Download or read book Contentious Rituals written by Jonathan S. Blake and published by Oxford University Press. This book was released on 2019-02-25 with total page 248 pages. Available in PDF, EPUB and Kindle. Book excerpt: Throughout the world, divisive monuments, ceremonies, and processions assert and reinforce claims to territory, legitimacy, and dominance. These contested symbols and rituals strengthen and lend meaning to communal boundaries; confer and renew identities; and inflame tensions between groups, polarizing communities and, at times, triggering violence. In Contentious Rituals, Jonathan S. Blake focuses on one such controversial tradition: Protestant parades in the streets of Northern Ireland. Marchers say they are celebrating their culture and commemorating their history, as they have done for two centuries. Catholics see the parades as carnivals of bigotry and strident assertions of power. The result is heightened inter-communal friction and occasional violence. Drawing on over 80 interviews, an original survey, and ethnographic observations, Blake investigates why participants choose to march in parades that are known to be a primary source of sectarian conflict today.

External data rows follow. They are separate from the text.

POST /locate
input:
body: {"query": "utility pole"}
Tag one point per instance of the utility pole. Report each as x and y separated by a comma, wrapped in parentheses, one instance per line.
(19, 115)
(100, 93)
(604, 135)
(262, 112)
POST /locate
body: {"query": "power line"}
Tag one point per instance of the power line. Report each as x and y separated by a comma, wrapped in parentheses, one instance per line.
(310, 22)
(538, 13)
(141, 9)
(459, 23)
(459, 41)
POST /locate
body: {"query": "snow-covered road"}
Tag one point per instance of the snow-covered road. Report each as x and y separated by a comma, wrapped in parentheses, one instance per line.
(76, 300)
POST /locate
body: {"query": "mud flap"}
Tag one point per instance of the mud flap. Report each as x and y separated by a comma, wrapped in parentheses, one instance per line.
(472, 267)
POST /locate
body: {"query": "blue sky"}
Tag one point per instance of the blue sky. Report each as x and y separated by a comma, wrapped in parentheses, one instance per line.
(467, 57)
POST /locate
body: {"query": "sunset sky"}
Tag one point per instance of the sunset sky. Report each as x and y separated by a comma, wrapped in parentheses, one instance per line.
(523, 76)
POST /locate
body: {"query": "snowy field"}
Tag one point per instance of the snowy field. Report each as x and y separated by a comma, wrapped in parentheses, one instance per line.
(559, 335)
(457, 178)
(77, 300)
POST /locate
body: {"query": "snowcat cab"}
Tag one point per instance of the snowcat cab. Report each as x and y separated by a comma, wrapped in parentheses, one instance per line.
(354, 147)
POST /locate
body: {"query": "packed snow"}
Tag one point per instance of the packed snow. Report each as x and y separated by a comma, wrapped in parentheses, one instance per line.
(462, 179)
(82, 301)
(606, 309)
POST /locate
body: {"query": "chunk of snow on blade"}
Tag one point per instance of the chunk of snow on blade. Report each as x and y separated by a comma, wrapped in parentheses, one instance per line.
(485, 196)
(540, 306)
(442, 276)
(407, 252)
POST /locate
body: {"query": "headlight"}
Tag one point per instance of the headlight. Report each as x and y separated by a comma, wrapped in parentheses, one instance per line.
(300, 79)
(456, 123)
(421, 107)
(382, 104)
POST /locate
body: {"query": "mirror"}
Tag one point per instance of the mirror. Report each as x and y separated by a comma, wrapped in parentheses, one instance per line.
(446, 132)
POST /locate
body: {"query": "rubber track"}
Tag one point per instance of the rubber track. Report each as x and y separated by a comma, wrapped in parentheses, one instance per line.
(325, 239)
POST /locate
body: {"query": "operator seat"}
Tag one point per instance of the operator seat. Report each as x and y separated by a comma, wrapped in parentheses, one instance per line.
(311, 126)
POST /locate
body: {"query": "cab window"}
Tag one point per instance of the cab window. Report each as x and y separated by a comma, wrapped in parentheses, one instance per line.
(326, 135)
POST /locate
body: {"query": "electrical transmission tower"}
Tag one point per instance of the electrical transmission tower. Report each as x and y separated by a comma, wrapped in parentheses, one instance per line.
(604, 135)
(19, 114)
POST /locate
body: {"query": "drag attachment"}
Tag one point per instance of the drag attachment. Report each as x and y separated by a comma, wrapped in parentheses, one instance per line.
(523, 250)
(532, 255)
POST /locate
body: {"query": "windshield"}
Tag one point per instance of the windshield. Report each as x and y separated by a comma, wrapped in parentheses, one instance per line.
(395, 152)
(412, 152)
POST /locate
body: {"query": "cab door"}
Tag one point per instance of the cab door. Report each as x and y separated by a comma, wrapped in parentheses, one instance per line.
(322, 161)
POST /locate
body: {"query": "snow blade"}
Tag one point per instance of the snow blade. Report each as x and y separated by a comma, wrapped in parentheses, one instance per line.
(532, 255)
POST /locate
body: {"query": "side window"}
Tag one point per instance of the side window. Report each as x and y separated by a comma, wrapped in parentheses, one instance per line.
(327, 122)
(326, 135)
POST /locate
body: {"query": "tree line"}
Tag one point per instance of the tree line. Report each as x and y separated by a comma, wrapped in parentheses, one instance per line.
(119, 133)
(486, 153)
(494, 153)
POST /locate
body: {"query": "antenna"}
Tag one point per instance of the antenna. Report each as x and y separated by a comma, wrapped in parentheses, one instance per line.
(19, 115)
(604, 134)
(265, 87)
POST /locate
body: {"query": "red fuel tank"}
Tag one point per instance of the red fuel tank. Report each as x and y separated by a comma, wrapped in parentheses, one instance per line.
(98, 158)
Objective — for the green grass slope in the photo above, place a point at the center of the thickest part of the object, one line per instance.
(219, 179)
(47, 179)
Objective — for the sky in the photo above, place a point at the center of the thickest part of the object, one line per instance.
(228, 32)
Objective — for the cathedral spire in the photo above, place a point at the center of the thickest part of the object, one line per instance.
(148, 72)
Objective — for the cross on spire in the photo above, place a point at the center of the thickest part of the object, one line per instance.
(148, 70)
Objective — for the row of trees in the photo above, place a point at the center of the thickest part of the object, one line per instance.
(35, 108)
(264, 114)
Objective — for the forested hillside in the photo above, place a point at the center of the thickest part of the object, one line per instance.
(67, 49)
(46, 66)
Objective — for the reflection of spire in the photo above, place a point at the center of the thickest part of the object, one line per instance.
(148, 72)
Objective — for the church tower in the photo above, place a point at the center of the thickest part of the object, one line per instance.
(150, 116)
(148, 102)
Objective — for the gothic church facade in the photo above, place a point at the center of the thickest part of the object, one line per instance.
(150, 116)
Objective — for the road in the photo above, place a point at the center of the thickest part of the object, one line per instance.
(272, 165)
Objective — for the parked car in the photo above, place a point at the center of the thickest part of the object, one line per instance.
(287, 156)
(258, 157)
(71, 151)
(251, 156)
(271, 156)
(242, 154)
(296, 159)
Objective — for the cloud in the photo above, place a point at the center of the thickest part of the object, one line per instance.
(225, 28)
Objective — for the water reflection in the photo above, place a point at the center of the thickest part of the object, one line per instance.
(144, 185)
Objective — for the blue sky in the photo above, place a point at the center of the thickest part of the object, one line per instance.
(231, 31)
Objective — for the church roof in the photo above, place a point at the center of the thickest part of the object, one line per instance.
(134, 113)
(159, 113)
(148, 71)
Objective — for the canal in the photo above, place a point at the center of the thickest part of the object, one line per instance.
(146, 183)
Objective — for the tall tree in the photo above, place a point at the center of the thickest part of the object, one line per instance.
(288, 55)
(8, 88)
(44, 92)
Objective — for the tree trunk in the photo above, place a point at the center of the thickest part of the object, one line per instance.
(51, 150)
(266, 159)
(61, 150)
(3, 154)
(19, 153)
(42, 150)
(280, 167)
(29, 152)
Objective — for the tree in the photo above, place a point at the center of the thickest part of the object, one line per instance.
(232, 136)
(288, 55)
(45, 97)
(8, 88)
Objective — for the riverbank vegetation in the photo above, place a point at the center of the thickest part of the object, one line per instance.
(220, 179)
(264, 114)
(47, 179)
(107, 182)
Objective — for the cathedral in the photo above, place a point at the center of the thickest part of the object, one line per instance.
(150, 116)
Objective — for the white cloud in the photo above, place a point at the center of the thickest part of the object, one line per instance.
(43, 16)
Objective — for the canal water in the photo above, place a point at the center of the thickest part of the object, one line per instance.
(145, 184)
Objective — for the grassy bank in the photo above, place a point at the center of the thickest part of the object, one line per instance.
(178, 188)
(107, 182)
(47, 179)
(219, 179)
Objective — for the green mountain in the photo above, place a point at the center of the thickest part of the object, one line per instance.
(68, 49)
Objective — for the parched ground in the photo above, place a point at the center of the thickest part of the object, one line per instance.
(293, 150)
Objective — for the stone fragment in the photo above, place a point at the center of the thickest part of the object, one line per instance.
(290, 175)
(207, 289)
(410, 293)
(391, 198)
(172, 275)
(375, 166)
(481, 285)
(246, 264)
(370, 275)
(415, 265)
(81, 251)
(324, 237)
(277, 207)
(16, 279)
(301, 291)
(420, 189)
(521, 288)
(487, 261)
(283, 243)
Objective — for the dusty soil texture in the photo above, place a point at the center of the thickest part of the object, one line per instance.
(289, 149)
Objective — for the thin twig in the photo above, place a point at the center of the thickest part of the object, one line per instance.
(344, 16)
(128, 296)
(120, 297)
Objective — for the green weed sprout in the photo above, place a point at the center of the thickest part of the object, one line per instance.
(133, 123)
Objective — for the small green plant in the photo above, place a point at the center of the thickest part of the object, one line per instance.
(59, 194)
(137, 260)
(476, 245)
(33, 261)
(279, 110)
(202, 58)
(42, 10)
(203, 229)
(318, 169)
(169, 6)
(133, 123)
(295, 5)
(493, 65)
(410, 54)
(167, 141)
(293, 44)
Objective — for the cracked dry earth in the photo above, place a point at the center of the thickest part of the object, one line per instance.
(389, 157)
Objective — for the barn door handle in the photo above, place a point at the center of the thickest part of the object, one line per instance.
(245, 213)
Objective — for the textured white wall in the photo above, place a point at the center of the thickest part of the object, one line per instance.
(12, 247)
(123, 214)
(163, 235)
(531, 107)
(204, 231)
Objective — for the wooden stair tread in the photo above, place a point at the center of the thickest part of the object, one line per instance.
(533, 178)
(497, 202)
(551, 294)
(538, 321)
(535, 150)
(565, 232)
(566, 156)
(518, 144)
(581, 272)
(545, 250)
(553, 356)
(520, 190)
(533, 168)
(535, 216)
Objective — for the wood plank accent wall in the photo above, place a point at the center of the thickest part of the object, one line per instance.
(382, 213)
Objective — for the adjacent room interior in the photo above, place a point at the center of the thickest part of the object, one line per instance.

His analysis reveals their reasons for acting, the meanings supplied to them, and how they make sense of the contention that surrounds them. Ultimately, he discovers, many paraders are not interested in the politics of their actions at all, but rather in the allure of the action itself: the satisfactions of joining with others to express a collective identity and carry on a cherished tradition. An insightful exploration of the characteristics and dynamics of nationalism in action, Contentious Rituals offers an innovative approach to the contested politics of culture in divided societies and a new explanation for an old source of conflict in Northern Ireland.

Book Hitler s Religion

    Book Details:
  • Author : Richard Weikart
  • Publisher : Simon and Schuster
  • Release : 2016-11-22
  • ISBN : 1621575519
  • Pages : 347 pages

Download or read book Hitler s Religion written by Richard Weikart and published by Simon and Schuster. This book was released on 2016-11-22 with total page 347 pages. Available in PDF, EPUB and Kindle. Book excerpt: A book to challenge the status quo, spark a debate, and get people talking about the issues and questions we face as a country!